Alle auf dem Platz reihen sich jetzt in den Tross ein und stimmen den Slogan des Tages an: „Hoch die Hände, Bildungswende“, schallt es erst durch das Megafon, dann wiederholen alle Teilnehmer den Spruch. Die Plakate der Schüler werden von Regenschirmen verdeckt. „Schule brennt, Politik pennt“ oder „Bildung ist unser Recht. Veränderung unsere Pflicht“ steht darauf in Anspielung auf die Bildungskrise und die Versäumnisse der Politik.

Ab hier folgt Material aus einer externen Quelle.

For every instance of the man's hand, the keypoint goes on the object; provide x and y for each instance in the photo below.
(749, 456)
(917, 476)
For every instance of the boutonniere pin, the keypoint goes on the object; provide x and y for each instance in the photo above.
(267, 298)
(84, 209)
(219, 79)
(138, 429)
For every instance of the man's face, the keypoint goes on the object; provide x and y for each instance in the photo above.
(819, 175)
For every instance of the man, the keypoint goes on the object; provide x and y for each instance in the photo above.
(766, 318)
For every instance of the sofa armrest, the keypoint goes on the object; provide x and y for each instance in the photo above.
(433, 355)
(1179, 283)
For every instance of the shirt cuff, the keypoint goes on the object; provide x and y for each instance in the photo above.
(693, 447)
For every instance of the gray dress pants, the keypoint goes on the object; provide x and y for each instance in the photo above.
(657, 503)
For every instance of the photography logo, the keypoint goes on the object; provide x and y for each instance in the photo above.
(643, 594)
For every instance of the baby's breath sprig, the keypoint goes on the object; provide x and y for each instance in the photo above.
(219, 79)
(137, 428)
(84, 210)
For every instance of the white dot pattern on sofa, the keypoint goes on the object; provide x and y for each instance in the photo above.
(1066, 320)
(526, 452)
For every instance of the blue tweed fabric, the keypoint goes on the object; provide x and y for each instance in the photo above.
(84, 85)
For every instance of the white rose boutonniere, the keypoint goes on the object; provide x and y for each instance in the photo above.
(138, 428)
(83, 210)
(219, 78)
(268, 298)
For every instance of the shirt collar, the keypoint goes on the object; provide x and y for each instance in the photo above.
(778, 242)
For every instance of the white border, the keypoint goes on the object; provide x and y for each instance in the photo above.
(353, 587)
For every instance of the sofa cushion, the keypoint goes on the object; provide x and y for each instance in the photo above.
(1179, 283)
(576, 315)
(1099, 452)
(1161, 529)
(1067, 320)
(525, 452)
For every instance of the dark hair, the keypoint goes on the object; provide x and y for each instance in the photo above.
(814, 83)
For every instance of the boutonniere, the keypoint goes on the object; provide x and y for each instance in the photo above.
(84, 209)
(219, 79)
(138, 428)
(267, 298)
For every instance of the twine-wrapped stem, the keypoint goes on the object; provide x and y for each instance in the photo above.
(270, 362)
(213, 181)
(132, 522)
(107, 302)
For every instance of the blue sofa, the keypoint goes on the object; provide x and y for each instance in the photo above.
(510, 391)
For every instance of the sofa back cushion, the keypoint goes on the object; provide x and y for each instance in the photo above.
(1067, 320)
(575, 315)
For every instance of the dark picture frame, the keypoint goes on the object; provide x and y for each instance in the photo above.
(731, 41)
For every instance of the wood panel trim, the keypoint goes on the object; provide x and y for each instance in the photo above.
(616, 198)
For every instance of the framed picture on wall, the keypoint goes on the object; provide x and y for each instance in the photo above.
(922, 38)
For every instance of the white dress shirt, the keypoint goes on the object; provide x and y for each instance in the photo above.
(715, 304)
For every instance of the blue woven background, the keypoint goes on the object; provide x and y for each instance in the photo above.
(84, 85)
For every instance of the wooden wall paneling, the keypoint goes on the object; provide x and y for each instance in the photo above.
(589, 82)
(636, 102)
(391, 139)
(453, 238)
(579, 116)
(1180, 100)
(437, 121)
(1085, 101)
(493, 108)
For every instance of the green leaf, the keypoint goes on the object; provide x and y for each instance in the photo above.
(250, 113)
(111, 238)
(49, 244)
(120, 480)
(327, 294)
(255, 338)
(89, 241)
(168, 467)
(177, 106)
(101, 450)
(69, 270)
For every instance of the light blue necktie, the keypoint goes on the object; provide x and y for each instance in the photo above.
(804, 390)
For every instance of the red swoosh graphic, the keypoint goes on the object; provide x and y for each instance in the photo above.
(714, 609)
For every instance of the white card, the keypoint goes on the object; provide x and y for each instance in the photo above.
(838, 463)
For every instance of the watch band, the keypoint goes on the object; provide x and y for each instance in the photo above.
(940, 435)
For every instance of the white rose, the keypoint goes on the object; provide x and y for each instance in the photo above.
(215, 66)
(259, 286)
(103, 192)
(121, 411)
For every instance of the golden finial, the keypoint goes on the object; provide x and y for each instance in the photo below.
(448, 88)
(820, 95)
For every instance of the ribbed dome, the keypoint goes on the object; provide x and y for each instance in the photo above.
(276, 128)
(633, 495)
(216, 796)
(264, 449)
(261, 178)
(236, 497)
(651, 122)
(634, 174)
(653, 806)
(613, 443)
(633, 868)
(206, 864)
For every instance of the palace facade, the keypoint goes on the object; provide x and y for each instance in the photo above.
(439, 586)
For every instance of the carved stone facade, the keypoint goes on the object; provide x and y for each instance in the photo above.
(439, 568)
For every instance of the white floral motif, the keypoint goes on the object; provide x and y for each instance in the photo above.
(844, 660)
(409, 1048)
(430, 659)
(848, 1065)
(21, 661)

Der Protestzug wird von Polizeiwagen begleitet

Der Protestzug biegt mit lauten Rufen und begleitet von Polizeiwagen in die Fußgängerzone ein, – einige Passanten nicken zustimmend – und führt weiter entlang des Konrad-Adenauer-Platzes auf die Hauptverkehrsstraße An der Gohrsmühle, wo sich Auto- und Busfahrer in Geduld üben müssen.

An der Spitze des Zugs geht Jogi aus Wermelskirchen, er begleitet seine Tochter Lea, 13 Jahre alt. „Es muss jetzt etwas passieren. Es fällt mehr Unterricht aus, als stattfindet“, sagt er. Seine Tochter ist erst etwas frustriert und schüchtern, weil sie als einzige aus ihrer Sekundarschule hier ist. „Wir haben die E-Mail zur Veranstaltung aber auch erst gestern Abend erhalten“, erzählt sie. Und dann fasst sie sich doch noch ein Herz und traut sich, das große Banner mitzutragen.

Senem Roos dankt am Ende allen Teilnehmern. „Wir freuen uns, dass ihr trotz des schlechten Wetters hier wart. Das war heute erst der Auftakt unseres Protests“, kündigt sie weitere Veranstaltungen an. Der marode Zustand der Schulen sei nicht mehr zu tolerieren. Es sei wichtig, dass die Schülerschaft Präsenz zeige.